Thursday, January 9, 2014

Girl gamers cheat just like guys do, but only because of group identification


It's a sad fact of the human condition that anonymity encourages bad behavior.

No one knows who created the first mask for sure, but anthropologists are certain the creator immediately waggled their genitals at the rest of their tribe - probably while grunting emphatically - as soon as their face was safely hidden away.

Fittingly, the desire to be a complete jerk while anonymous only intensifies once you go online - where anonymity is much easier to come by - and new research argues that our "deviant behavior" on the internet is strongly influenced by the online social groups that we belong to.

In other words, you'll be a troll if you hang out with trolls and you'll cheat if you hang out with cheaters.

Hardly surprising stuff there, but the two researchers - Vivian Hsueh-Hua Chen and Yuehua Wu - found that the cheating habits of male and females varied significantly when they were engaged in Massive Multiplayer Online Games (MMOGs).

In their article titled "Group identification as a mediator of the effect of players’ anonymity on cheating in online games" (which was just published in Behaviour & Information Technology), the pair looked at a sample of 961 Singaporean teenagers and found that:

  • Male gamers cheated more frequently than female gamers. 
  • Female gamers are more likely to cheat as a consequence of group identification than male gamers - although, ironically, they were less likely to identify with a group in the first place.

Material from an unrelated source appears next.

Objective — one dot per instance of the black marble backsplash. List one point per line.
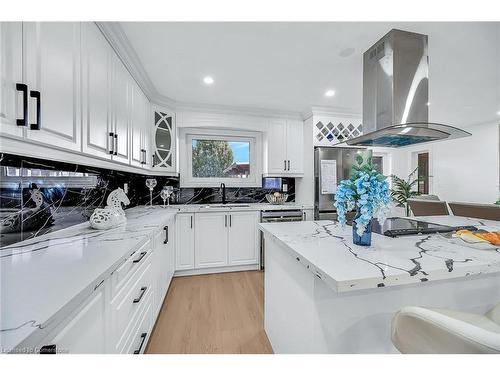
(39, 196)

This last bit is important, however, as it's some of the first research on online gaming to show empirical evidence for the Social Identity Model of Deindividuation Effects (SIDE) Theory - which contends that anonymity increases the importance of social/group identity, and thus leads to greater conformity within a group.

It might sound a bit strange at first, but this model actually makes a lot of sense when you consider that you effectively lose a sense of self when you choose to hide your identity and so you begin to rely on a group to identify you. 

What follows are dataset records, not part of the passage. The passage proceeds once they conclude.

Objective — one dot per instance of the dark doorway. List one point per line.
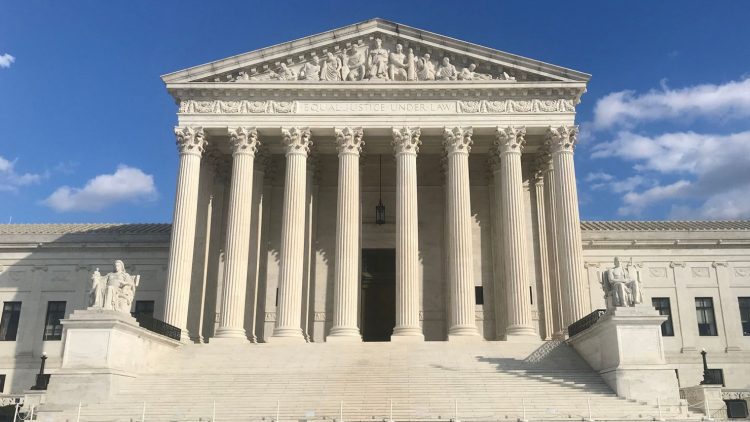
(378, 294)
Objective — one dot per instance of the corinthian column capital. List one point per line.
(349, 140)
(406, 140)
(297, 140)
(562, 139)
(457, 139)
(190, 140)
(510, 139)
(244, 140)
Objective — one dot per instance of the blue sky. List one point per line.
(86, 124)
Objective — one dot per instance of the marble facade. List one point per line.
(284, 153)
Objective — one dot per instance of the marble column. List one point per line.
(346, 276)
(541, 224)
(405, 147)
(561, 142)
(244, 144)
(509, 144)
(558, 332)
(191, 141)
(288, 313)
(457, 143)
(497, 247)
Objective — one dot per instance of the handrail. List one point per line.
(157, 326)
(585, 322)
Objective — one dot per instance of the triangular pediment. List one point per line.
(376, 50)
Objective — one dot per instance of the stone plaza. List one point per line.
(376, 222)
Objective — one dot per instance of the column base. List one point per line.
(343, 338)
(521, 333)
(464, 333)
(407, 334)
(287, 335)
(230, 333)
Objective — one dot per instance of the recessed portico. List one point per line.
(454, 157)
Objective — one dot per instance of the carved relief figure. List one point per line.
(311, 70)
(620, 288)
(114, 291)
(378, 61)
(331, 70)
(354, 65)
(425, 69)
(284, 73)
(469, 74)
(446, 71)
(397, 64)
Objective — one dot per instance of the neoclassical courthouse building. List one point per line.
(379, 183)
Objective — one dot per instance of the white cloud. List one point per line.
(626, 108)
(126, 184)
(713, 170)
(6, 60)
(11, 180)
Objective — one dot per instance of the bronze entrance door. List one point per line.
(378, 294)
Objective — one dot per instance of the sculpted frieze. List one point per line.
(508, 106)
(380, 59)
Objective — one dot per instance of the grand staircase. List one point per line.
(431, 381)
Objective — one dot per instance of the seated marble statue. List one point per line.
(446, 71)
(114, 291)
(470, 74)
(425, 69)
(397, 64)
(354, 65)
(311, 70)
(621, 289)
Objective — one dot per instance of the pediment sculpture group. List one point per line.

Cheating might sound like an odd barometer of "deviant behavior" to use when assessing player behavior for online games (which are rather difficult to directly cheat in), but the pair of researchers wisely defined cheating as:

"Strategies that a player uses to gain an unfair advantage over his/her peer players or to achieve a target which is not supposed to be achieved according to the game rules or at the discretion of the game operator."

...so, think of it as exploits, wall hacks, tricks, etc.

All told, Chen & Wu's research really doesn't break any new ground - social psychologists have known that anonymity was a bad thing for our behavior since they began studying riots, but this is some of the first research that looks at the effects of it online using gaming culture as its sample.

Also, their findings corroborate the move away from anonymity that many web sites and gaming services are currently embracing.  Google was among the first to require users to submit their real/Google+ names to write reviews of apps and games, and many, many other sites and services are following suit.

Why?  Because people are far less likely to be jerks if their name is directly attached to their actions.

The discrepancy in gender behaviors again isn't all that new - we menfolk are (evolutionarily speaking) opportunistic folk, after all - but it's interesting to see that women were more likely to cheat once they were part of a group that encouraged such behavior.

Of course, the most important takeaway from all of this isn't gendered behavior patterns or a look at anonymity online - it's awareness.

If you're aware that anonymity and your choice of online group membership will affect your behavior in negative ways, you can - hopefully - avoid the temptation to indulge in deviant behaviors or, better yet, find a less deviant group to hang out with in the first place.